AI Hardware Accelerators
AI hardware accelerators, including FPGA, and other emerging ASICs like Google TPU, AMD AIE, AWS Trainium, etc. This note does not include details about the software stack, but only focuses on the hardware architecture and its design choices.
AMD Versal AIE
- AIE is essentially an AI-specific CGRA, where each functional unit is a VLWI processor with AI-optimized ISA.
-
The AIE tiles (i.e., FU) can be used as systolic array to compute GEMM, or as CGRA to deploy spatial heterogenous dataflow applications.
-
As time of writing, AIE is only capable of doing systolic-array-style computation as a slave co-processor. One cannot expect anything more than that from AIE
-
FPGAs
Applications
- Latency-sensitive real-time applications
- Image or signal de-noising, de-blurring, brightness adjustment, ROI extraction
- DSP such as signal synchronization, data aggregation, data compression
- ASIC prototyping and emulation
- Small DNN inference. Not as good as GPU/TPU
- With small batch, custom precision, simple kernels.

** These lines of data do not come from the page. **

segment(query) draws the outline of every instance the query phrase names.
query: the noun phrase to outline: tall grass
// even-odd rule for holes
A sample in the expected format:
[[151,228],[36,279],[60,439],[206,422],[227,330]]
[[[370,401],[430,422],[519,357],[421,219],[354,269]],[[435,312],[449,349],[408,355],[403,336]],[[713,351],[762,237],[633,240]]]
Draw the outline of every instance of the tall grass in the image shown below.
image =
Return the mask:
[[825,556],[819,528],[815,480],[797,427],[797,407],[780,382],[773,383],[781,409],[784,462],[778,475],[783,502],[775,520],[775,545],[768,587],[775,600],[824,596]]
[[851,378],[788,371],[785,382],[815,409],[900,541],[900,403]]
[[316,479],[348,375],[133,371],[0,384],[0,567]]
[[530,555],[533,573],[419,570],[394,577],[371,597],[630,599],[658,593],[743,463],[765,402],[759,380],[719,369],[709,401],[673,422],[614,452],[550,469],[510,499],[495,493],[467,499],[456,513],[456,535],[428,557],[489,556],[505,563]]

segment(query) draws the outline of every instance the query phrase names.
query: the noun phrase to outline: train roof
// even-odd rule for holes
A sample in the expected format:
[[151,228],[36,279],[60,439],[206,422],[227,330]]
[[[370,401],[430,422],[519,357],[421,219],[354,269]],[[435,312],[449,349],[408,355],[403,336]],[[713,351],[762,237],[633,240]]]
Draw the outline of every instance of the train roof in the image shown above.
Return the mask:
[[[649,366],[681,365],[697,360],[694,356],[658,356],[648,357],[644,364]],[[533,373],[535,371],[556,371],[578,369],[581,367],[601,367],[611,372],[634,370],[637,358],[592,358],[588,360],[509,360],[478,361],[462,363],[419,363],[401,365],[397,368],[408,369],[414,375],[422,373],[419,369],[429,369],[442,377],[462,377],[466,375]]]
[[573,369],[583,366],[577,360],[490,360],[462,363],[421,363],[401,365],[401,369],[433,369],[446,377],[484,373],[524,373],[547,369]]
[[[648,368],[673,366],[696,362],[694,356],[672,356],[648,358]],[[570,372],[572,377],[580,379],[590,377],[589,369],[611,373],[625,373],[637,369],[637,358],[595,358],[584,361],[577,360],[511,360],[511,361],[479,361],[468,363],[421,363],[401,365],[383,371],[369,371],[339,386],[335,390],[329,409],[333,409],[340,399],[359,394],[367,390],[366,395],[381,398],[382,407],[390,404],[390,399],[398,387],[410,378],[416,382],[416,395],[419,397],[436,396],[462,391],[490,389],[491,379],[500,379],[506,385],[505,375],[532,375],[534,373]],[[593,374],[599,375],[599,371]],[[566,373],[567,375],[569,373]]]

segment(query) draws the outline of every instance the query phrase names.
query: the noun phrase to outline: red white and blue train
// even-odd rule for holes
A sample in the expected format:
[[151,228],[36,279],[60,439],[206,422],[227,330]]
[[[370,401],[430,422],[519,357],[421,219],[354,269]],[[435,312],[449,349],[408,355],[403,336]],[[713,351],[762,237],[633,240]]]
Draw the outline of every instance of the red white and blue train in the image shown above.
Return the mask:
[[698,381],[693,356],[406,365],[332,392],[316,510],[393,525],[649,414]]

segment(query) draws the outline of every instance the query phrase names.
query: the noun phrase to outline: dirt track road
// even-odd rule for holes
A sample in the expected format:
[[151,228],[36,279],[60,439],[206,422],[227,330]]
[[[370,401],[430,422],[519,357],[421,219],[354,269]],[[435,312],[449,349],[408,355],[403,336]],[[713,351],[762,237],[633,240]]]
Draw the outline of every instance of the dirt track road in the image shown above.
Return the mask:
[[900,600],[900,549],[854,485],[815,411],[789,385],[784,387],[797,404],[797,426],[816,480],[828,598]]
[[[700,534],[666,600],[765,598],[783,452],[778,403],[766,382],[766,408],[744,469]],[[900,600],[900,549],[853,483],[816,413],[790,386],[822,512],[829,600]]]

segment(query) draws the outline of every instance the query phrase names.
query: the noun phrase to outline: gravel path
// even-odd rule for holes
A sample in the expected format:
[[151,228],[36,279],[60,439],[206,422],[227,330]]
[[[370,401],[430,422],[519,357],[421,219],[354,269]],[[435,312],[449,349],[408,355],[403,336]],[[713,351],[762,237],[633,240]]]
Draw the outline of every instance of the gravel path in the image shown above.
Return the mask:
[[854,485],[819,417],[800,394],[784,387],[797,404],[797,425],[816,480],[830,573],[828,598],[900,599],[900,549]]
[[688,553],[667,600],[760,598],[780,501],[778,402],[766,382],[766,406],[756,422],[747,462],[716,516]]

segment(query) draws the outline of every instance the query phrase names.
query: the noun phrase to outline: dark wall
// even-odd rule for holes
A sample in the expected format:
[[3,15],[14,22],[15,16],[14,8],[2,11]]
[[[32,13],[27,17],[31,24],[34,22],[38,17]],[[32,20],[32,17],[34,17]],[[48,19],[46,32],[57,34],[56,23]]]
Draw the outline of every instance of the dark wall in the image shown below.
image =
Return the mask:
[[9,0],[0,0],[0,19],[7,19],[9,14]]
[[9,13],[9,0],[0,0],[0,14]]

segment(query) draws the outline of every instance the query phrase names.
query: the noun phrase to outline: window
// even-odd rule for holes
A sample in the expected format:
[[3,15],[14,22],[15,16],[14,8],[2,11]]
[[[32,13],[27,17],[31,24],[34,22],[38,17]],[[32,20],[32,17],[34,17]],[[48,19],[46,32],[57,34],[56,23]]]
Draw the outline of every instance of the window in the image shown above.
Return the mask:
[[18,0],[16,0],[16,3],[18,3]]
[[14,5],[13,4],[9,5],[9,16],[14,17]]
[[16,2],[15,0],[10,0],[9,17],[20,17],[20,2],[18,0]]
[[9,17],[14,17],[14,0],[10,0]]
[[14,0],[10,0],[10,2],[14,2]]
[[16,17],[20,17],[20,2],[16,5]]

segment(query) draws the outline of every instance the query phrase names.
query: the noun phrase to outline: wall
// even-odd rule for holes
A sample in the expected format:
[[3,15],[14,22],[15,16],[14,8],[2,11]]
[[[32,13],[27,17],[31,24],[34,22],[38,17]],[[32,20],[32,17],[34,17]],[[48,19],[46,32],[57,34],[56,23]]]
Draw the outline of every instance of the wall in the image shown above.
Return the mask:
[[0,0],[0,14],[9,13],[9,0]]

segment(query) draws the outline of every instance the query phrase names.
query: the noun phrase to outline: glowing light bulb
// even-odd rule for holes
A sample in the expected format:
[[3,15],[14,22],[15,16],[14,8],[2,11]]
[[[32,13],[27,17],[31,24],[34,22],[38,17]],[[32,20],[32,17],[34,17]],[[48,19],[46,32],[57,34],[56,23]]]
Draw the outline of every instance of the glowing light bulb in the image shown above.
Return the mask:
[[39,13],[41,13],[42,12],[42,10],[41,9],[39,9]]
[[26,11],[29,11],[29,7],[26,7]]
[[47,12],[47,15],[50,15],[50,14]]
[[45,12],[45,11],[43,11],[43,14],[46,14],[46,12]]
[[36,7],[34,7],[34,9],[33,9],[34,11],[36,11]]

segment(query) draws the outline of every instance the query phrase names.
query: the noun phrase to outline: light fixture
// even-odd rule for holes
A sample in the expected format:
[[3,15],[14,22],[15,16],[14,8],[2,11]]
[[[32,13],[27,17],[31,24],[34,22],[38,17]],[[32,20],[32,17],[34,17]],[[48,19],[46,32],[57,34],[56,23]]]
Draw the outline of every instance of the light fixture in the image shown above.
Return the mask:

- Xilinx has decided to introduce Versal AIE architecture for DNN inference, as FPGA has limited circuitry for massive parallelism, low frequency, and architecture debts to maintain its flexibility.
AWS Trainium
Architecture components in each NeuronCore:
- 128x128 systolic array
- Compute engine:
- Scalar engine
- Vector engine
- GSIMD engine (custom ops like issue DMA requests)
- 24MB SBUF (compiler managed scratchpad, with 128 partitions) to pass data to the systolic array + 2MB PSUM buffer for draining PE results out
- NeuronLink between NeuronCores